The others in a tie with him at that score include amateur Tyler Cooke. Cooke, the Four-Ball champion, had a long day for the second time in a row. He returned in the morning to complete the 18th hole from the first round and a 63 which tied him for the lead. He was not able to complete the round Tuesday night because of darkness.
``I had a 36-footer for 62 (Tuesday night) and it was so dark you couldn’t see the breaks,’’ he said. He returned Wednesday morning and two-putted for 63. He then settled for a 75 in the second round to stand at 2-under for the tournament.
``I didn’t play that badly,’’ he said. ``On nine, I hit the green (with his approach) but it spin back down the hill into this thick lie where you could barely see the ball. I hit that into an embedded lie and made seven.’’
Another Rhode Island amateur, Patrick Welch, had a fun day. The two-time RIGA Junior champion had a 71 for 141 total, which included the first hole-in-one of his life. It came on the 164-yard eighth hole, with an eight-iron.
``I didn’t even see it go in. It went in on the fly,’’ Welch related. ``It ruined the hole.’’ The ball took a chunk out of the lip, so much so that RIGA officials had to come out and move the cup about a foot to the left because Welch’s shot made it unusable.
The ace was the second of the tournament. Kerry Johnston had one on the 11th hole in first round.
Round 1 Recap
By Paul Kenyon
WARWICK and EAST PROVIDENCE _ One of the biggest days of the RIGA season brought on some high drama on Tuesday, although not in the usual way. The excitement in this case took place not as an event was finishing, but instead even before the first tee shot was struck.
Tuesday was a rare day for the association in that it had two of its biggest events of the year, the 84th Rhode Island Open at Agawam Hunt and the 95th Women’s Amateur at Potowomut taking place at the same time. Both went on as scheduled, although only after delays caused by a severe electrical storm that swept through Rhode Island early in the morning, just as players were beginning to arrive at the courses.

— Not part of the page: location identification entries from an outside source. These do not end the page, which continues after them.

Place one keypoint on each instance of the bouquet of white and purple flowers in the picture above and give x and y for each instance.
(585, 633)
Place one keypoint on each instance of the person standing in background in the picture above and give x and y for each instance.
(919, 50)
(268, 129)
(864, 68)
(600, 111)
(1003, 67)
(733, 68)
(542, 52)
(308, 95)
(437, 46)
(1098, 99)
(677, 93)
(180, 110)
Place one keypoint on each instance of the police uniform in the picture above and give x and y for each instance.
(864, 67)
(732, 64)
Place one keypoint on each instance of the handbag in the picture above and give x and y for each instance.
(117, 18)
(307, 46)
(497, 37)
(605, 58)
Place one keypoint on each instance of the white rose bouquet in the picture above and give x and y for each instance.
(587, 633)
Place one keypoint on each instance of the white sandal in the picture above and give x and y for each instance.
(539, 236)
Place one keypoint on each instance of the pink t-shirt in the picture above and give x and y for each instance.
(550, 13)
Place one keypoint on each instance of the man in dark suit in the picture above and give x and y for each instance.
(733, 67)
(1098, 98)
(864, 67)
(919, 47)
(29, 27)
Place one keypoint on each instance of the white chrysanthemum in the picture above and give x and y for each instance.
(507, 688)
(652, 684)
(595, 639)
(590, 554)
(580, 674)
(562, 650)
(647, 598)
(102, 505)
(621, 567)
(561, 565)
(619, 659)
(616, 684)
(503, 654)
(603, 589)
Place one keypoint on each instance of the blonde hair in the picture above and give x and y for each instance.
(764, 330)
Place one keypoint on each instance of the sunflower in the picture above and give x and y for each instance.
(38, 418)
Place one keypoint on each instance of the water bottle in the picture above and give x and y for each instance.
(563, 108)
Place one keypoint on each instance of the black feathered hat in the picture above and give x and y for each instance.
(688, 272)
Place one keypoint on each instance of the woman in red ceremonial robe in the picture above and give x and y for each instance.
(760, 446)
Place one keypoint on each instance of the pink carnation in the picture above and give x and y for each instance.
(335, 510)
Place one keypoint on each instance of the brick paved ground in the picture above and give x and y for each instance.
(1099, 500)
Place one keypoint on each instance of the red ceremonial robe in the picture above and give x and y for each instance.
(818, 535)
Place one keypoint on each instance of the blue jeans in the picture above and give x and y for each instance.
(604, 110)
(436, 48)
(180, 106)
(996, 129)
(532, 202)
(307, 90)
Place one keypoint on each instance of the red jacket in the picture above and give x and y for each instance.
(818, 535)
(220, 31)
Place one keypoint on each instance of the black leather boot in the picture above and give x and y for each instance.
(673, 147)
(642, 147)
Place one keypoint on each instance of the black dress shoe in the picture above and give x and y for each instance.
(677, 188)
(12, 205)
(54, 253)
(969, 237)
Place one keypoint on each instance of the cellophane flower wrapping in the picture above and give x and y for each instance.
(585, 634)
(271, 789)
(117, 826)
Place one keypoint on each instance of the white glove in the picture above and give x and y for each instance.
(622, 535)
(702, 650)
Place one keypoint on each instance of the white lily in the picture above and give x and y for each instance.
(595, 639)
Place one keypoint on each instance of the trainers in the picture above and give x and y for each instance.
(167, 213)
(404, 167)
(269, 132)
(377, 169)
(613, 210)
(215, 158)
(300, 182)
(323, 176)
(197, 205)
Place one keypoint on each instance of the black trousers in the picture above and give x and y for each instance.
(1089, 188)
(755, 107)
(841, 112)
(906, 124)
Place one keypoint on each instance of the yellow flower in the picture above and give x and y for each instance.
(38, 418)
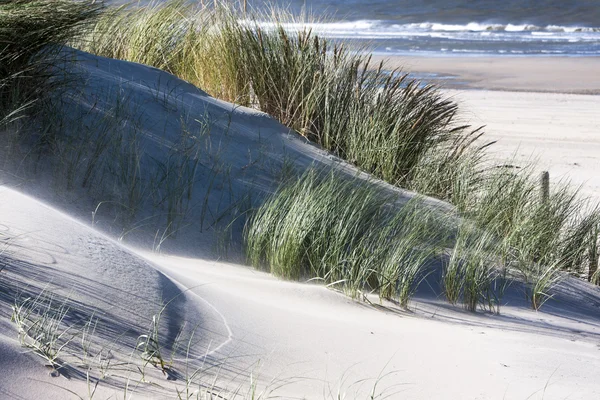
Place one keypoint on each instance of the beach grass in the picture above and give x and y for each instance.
(32, 33)
(380, 120)
(347, 233)
(383, 121)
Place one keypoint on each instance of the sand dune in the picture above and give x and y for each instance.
(304, 338)
(301, 340)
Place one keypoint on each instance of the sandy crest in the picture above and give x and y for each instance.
(303, 340)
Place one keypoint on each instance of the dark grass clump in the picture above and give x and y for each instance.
(347, 233)
(384, 122)
(32, 33)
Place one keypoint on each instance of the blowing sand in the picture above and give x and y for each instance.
(303, 340)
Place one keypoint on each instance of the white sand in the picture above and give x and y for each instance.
(306, 336)
(559, 131)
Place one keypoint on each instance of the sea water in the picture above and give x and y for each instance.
(467, 27)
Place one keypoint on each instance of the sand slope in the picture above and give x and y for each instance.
(559, 131)
(302, 340)
(307, 338)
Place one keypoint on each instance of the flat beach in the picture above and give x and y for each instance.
(543, 109)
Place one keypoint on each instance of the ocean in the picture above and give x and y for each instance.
(458, 27)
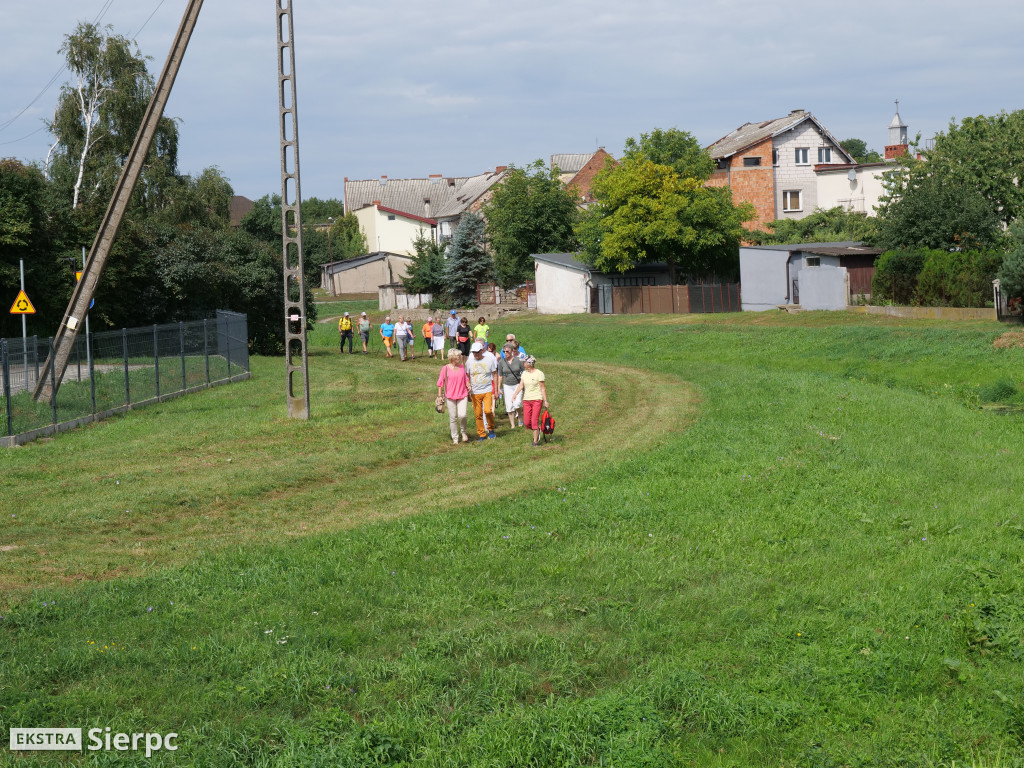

The storm, which knocked out power to more than 100,000 electric company customers in the state and caused huge traffic delays threatened for a time to cancel all play for the day. But tremendous work by the grounds crew at both courses, and on-the-fly changes implemented by association officials allowed the day to proceed. Both events began at least 90 minutes late.
Amazingly, only one player was not able to make it to Potowomut for the women’s event and one to Agawam for the men’s event. RIGA officials could relate because they, too, had to deal with the storm as it struck between 6 and 7 a.m. It was a bad one.
``I have never been so afraid in my life. It was scary coming down Route 95. I mean really scary,’’ said Katie DeCosta, the director of women’s golf and member services. ``Thunder, lightning, the rain, the wind blowing across the highway. It was totally dark. It was bad.’’
As she was nearing her exit off the highway, with traffic barely moving, DeCosta had an experience she will not forget.
``A tree came falling onto the highway and landed on the car behind me,’’ she related. ``I couldn’t believe it.’’
``There was water all over Route 95,’’ said Angel MacLeod, who was in the first twosome off the tee at Potowomut. ``There was one small car stalled out in the water. Thank God for SUVs.’’
Ashley Roggero, her playing partner, had to make the drive over the bridges from Aquidneck Island.
``You had to go slow. There was nothing else you could do it was so bad,’’ she said.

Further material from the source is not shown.